Au moment où une nouvelle architecture internationale se dessine, opérant une coupure entre deux mondes identifiés par leur culture et leur religion, il nous paraissait nécessaire de débattre de la Méditerranée dans le cadre de nouvelles constructions stratégiques.

L’analyse s’est articulée autour de trois thèmes centraux qui remettent en question les bases de la stratégie américaine au Moyen-Orient, à savoir le désastre irakien et la ré-appréciation de la présence américaine en Irak, l’enlisement du conflit israélo-palestinien et la tension extrême observable au Liban, où Israël entendait changer la carte politique au prix d’une guerre à l’été 2006.

Mais au-delà de ces axes, il fallait revenir sur la volonté américaine de démocratiser le monde arabe, dont on a pu voir les limites avec le blocus contre les Palestiniens pour sanctionner le résultat de leur scrutin démocratique, sanction à laquelle les Européens ont participé et qui contribue à brouiller le message démocratique de l’Occident à l’égard de cette région.

Thierry Fabre

A avancé ce qu’il a appelé des hypothèses de réflexion sur la relation Europe / Méditerranée d’un côté et Etats-Unis/Moyen-Orient de l’autre, formes de miroirs décalés et dont le décalage tient essentiellement à la relation distincte entre la force et le droit.

Pour l’auteur, lorsqu’on observe la manière dont Européens et Américains ont agi au Moyen-Orient ou en Méditerranée, deux questions se posent d’emblée :

– Sur quoi repose cette distinction ?

– Comment imaginer les constructions stratégiques qui se dessinent dans cette région ?

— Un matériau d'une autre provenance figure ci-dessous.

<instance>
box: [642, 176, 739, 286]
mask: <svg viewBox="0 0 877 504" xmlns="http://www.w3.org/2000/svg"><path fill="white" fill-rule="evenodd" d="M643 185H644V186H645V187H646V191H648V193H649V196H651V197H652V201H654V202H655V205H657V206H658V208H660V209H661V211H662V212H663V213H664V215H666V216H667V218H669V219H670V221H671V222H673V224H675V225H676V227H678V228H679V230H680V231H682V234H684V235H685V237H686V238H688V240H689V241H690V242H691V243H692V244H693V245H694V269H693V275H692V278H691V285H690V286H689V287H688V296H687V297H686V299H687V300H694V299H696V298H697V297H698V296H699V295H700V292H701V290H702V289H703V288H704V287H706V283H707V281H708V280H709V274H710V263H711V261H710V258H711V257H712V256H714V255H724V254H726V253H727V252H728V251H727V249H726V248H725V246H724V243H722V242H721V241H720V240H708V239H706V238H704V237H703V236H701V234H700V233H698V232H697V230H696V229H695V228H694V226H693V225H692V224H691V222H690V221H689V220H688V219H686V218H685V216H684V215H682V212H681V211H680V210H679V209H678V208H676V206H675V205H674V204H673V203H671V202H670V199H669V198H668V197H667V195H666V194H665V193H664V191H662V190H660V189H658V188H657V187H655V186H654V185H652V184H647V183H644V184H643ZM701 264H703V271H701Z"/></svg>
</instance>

Trois figures servent alors de repères dans son analyse : Hannah Arendt, Raymond Aron et Edgar Morin.

Arendt, à travers sa réflexion sur « l’Empire », a montré que la force a caractérisé l’histoire de l’Europe aux XIX et XX siècles, à tel point que l’Europe ne peut plus aujourd’hui se poser en modèle. Elle sait, à partir de son expérience coloniale et de son rapport tragique aux totalitarismes, qu’elle ne peut plus exporter la liberté ou la civilisation par la force, et cela la différencie des Etats-Unis.

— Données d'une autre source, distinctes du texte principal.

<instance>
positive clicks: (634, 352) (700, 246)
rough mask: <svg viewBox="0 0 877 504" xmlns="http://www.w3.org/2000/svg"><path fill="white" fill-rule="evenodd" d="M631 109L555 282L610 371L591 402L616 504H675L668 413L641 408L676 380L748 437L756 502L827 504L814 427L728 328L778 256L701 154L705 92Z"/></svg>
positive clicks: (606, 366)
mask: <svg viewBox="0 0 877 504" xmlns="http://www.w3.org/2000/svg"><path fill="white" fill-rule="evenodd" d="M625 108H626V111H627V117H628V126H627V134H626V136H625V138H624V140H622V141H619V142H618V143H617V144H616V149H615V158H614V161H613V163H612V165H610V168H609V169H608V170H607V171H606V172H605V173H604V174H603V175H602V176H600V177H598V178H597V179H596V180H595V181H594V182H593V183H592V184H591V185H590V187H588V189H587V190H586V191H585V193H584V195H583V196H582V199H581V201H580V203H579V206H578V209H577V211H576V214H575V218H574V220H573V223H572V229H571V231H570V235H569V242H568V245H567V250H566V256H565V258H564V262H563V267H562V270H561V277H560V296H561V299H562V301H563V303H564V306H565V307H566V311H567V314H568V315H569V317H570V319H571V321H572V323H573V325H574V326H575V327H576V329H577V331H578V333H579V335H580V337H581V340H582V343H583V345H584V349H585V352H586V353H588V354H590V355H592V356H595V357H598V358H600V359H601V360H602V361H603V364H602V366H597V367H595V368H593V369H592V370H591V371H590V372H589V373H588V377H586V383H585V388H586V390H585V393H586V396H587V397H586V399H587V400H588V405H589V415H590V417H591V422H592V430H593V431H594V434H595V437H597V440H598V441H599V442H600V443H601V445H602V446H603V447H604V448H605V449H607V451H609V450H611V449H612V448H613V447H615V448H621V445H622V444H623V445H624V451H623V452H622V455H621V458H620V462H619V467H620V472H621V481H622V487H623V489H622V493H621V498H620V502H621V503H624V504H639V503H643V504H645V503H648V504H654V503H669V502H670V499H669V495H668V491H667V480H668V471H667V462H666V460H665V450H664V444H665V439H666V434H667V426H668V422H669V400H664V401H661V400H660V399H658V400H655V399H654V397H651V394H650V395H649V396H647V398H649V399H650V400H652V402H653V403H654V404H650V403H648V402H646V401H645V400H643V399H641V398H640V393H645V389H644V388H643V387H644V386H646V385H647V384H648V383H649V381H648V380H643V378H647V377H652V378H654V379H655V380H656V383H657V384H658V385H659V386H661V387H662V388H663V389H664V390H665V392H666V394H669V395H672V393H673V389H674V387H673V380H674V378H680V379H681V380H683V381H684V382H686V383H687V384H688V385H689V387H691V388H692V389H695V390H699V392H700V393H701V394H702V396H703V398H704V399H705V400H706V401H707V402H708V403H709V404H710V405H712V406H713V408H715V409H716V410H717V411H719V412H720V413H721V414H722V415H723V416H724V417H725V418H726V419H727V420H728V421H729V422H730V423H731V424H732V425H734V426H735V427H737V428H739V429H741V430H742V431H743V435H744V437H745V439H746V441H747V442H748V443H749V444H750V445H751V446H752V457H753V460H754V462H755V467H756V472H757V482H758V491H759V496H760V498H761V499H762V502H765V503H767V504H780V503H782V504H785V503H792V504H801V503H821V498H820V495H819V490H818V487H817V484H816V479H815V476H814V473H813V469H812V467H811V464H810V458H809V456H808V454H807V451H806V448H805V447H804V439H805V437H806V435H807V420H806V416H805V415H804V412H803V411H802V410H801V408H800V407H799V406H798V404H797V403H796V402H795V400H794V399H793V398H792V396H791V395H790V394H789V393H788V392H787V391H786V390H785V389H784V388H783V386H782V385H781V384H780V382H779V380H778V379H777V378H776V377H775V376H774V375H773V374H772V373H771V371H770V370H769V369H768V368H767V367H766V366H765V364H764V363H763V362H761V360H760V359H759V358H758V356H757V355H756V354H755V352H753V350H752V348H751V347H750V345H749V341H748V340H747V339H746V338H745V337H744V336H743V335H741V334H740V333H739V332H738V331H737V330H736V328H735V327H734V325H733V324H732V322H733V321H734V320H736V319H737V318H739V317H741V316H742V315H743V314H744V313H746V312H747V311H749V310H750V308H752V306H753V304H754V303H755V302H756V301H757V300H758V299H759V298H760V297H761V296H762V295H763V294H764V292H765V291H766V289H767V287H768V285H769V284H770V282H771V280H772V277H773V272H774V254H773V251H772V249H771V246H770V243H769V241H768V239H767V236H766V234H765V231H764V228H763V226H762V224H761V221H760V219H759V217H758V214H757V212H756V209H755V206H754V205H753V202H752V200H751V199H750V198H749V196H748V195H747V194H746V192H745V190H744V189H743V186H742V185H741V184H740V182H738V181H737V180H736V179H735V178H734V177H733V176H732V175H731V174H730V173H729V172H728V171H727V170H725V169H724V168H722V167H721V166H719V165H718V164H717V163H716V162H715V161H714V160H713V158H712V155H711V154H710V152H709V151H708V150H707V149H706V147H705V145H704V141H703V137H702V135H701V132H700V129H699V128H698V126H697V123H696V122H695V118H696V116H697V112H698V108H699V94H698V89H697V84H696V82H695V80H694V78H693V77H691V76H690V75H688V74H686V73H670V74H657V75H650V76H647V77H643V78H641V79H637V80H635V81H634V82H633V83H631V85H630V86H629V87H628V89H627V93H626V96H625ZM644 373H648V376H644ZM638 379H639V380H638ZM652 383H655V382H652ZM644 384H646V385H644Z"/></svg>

Quant à Aron, il parle notamment de « l’impuissance de la force ». En fait, tout ne se joue pas sur le seul terrain militaire, même si celui-ci ne saurait être négligé. Les conclusions du rapport Baker sur l’Irak ou encore le bilan militaire israélien désastreux au Liban à l’été 2006 en témoignent.

Pourtant, ce rapport à la force est désormais profondément ancré dans les représentations des néo-conservateurs qui inspirent toujours la politique américaine. Bernard Lewis, par exemple, développe depuis longtemps l’idée que les Arabes ne comprennent en fin de compte que le langage de la force.

Dans le projet européen, le droit surplombe la force. Dans Penser l’Europe, Edgar Morin écrivait justement, compte tenu de l’expérience des totalitarismes et du colonialisme : « la nouvelle conscience européenne est une conscience de notre fragilité ».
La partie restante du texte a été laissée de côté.